Per come è formulata la Costituzione, al momento è possibile aprire una crisi di governo senza che si sappia se si riuscirà a comporre o no una nuova maggioranza: crisi chiamata per questo “al buio”. In tali casi, il presidente della Repubblica deve interpellare tutte le forze politiche (con le “consultazioni”) e verificare se c’è una personalità (di norma un politico indicato dai gruppi parlamentari, ma sappiamo che può anche essere scelto dal Capo dello Stato) cui conferire l’incarico di formare un nuovo governo.
Ovviamente il governo deve avere la fiducia nelle due Camere, quindi la maggioranza sia alla Camera che al Senato. Se l’impresa non riesce, il Presidente deve sciogliere le Camere e si procede a nuove elezioni. Con opportune e precise modifiche della Costituzione, questo sistema si può modificare prevedendo che per aprire una crisi di governo la mozione di sfiducia deve contenere anche la possibile soluzione: l’intenzione, quindi, di procedere a un nuovo governo e il nome del Presidente del Consiglio dei ministri da incaricare.
La mozione viene posta ai voti e se approvata procura la definitiva caduta del governo in carica e l’investitura del nuovo presidente del Consiglio dei ministri da parte del Capo dello Stato. A tale potenziamento della figura del Capo del Governo si può anche accompagnare il potere di nomina e revoca dei ministri (ma non è chiaro nelle proposte programmatiche. Tra le proposte del Movimento 5 Stelle si accenna invece alla riforma della decretazione d’urgenza).
L’istituto della sfiducia costruttiva è tipico del sistema parlamentare tedesco, il cui capo del Governo, il cancelliere, può essere messo in crisi solo con una mozione che indica chi prenderà il suo posto. La storia del dopoguerra ci dice che in Germania i governi si sono rivelati eccezionalmente solidi e che il ricorso alla sfiducia costruttiva è stato del tutto eccezionale. Forse non possiamo automaticamente concludere per una prova dell’efficacia dell’istituto anche in Italia, ma è realistico pensare che sarebbe comunque un buon rinforzo per l’esecutivo.
Stabilizzare l’esecutivo, infatti, è l’obiettivo comune delle forze politiche, che si confrontano su due modelli alternativi, almeno nelle loro forme astratte: il “presidenzialismo” (prendendo con le pinze la parola!) e la sfiducia costruttiva. Poiché come abbiamo visto anche il “presidenzialismo” o l’elezione diretta del presidente della Repubblica possono essere declinati in vari modi, è necessario trovare un equilibrio tra le varie proposte, in modo da aggregare il maggior consenso possibile.

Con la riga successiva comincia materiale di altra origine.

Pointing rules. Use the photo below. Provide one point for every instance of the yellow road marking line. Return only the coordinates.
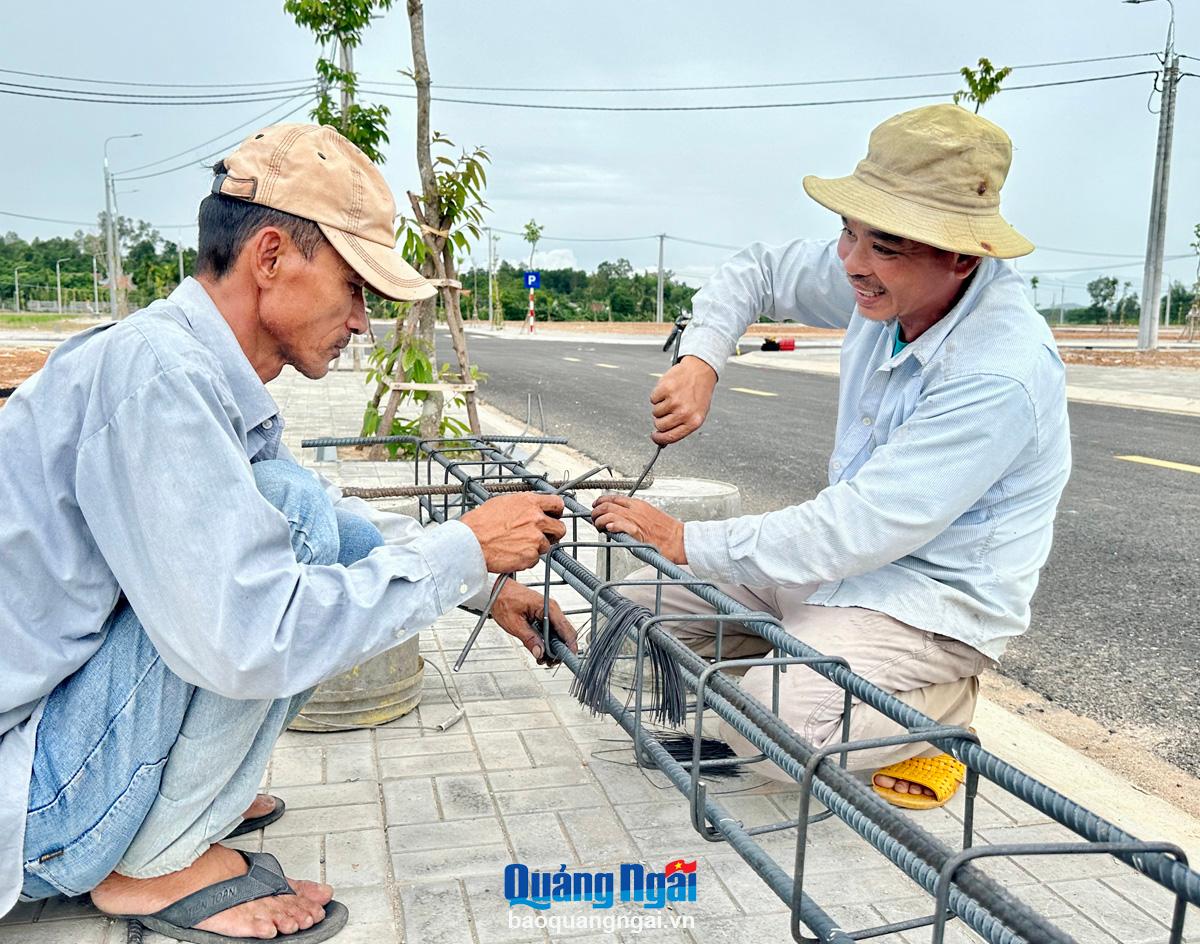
(1161, 463)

Un’operazione non facile, che ha già portato Giorgia Meloni a proporre di affrontare le riforme costituzionali in una apposita sede, una Commissione parlamentare bicamerale, composta cioè di deputati e senatori che rappresentino tutti i gruppi rispettandone le proporzioni.
Il Parlamento ha sperimentato in due circostanze questa procedura speciale: durante la XI legislatura, con la Commissione De Mita-Iotti, e durante la XIII legislatura, con la Commissione D’Alema. In verità, già la IX legislatura aveva visto l’insediamento di una Commissione bicamerale incaricata di proporre modifiche alla Costituzione (la Commissione Bozzi), ma a differenza delle altre non era stata costituita con una legge costituzionale.
E qui sta una differenza importante: quando interviene una legge costituzionale, possono essere introdotte alcune deroghe al procedimento di revisione costituzionale previsto dall’art. 138 della stessa Costituzione. Nei due casi precedenti, ad esempio, oltre alla messa a punto di accorgimenti per il dibattito in Assemblea, era previsto che il progetto di modifica costituzionale, seppur approvato nelle due Camere con maggioranza qualificata, sarebbe stato sottoposto obbligatoriamente a referendum confermativo.
In definitiva, l’istituzione di una Commissione bicamerale potrebbe presentare maggiori guarentigie sotto il profilo della ampiezza della condivisione sulle modifiche che si apporterebbero. Se poi venisse confermato il referendum, potrebbe essere l’occasione, una volta tanto, di una chiamata alle urne con un effetto che potrebbe unire il Paese, contrariamente a quanto avvenuto nelle passate esperienze.